Reason 4: Foster resilience by failing, with no one to blame, and by trying again, and again, and again.

New year, new me. I was firmly determined to rewire my brain. On Day 6, my back pain had gone away. I got obsessed with meditating for an hour without moving. And I failed again. And again, and again.

The first 20 minutes of the meditation were a breeze. The next 20 minutes, I would be distracted, bored, and restless. Every second felt like an hour.

I’m 100% sure that an hour has passed, the professor has forgotten to play the chanting that ends the meditation. Are they too lost in their own meditation? AH, I want to be able to open my eyes to see what’s happening. This is DEFINITELY way beyond an hour.

I would stop feeling any sensation in my body from the waist down other than the intense pain in my knees. My legs would fall asleep, and I’d be tempted to move them to remember that they’re still there. I would wager between what was worse: hurting my ego by failing again or feeling this physical pain.

And I would take a blow to my ego.

I know for sure that 55 minutes are down, so I’m just not doing the last five minutes.

With my eyes now open, I would check my watch and I’d be just 30 or 40 minutes in, and sometimes just 20 minutes in.

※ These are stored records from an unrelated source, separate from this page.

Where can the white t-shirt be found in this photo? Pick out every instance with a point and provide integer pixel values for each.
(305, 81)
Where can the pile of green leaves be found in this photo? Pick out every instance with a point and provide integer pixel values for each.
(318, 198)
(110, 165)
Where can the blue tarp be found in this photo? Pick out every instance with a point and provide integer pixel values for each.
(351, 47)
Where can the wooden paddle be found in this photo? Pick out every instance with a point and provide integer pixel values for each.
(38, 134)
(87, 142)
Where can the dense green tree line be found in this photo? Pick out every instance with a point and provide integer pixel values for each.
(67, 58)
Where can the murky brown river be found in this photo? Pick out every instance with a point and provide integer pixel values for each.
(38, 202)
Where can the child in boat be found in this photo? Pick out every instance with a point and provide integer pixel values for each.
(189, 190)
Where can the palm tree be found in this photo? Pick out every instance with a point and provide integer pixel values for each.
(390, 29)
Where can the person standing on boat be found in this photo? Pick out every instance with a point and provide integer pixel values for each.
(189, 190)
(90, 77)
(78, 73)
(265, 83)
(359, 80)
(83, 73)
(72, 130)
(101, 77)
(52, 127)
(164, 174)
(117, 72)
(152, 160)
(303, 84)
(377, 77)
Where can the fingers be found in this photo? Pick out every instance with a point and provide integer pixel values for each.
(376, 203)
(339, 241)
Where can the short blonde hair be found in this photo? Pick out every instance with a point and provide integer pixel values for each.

I obsessively tracked my time, and it felt impossible to get back into a meditative state after I had given up. I craved sitting still for an hour and obsessed over repeatedly failing to meditate with equanimity and a calm mindset.

Reason 5: Learn the mindset required to thrive and let go of the inner negative voice

The day you stop obsessing over failure and start believing that you’ll thrive, you will be able to do it.

Erica’s words stayed with me. To adopt a “thriving” mindset, I had to first stop worrying about the outputs, and focus on the inputs instead. So, on Day 8, I stopped wearing my watch to the hall. Why did I need my watch if I was to meditate the entire hour? The chanting would wake me up.

I still failed, but this time felt different. I wouldn’t know how far I’d come along in the hour and it felt easier to get back into a meditative state again. I was more resilient now that I had stopped worrying about the success.

After many failed attempts, I FINALLY meditated for the entire hour without moving. The first time, to my shock, somewhere in the last 15 minutes, my legs that I’d written off by now as being miserable the entire time, came back from the dead. My knees didn’t hurt anymore, and I could feel sensations in my legs again. This was when the concept of impermanence struck me.

No misery is permanent. Life will surprise you. Even you are not permanent. The only thing permanent is impermanence.

Reason 6: Meet the most diverse people, even more than at business school

The afternoon of Day 10, as noble silence ended, I got to talk with my prison mates. I met Fernanda, a Guatemalan who teaches English to underprivileged kids; Keeley, a psychologist who helps refugees with the UN; Donya, an Aussie who is an engineer for six months and yoga teacher in Latin America for the rest of the year. I even met an ex-BCG consultant. It was truly the most diverse set of inspiring people I had met.

These were people with whom I had not talked but developed a strange and strong familiarity. People I know I can always turn to, because we went through prison together.

Reason 7: Understand what true happiness means

My jaw hurt from smiling on Day 10 and 11. I felt true happiness.

Happiness from the simplest places. This was a time when I found joy lying in the grass and feeling the sun, eating a banana, or even just looking at the stars every night after the last meditation.

It was also happiness that I went on this journey to rewire my brain and learnt about myself in the process. I learnt the practical application of all the theoretical concepts I knew going in: determination, equanimity, and impermanence. It helped me cross the chasm from knowing to internalizing. It has shaped how I look at failure in relationships and career and how I adopt a mindset focused on thriving. I have reframed “I need to prove to myself and others that I can do this,” to “I know I can do this and I will have fun learning on the way”.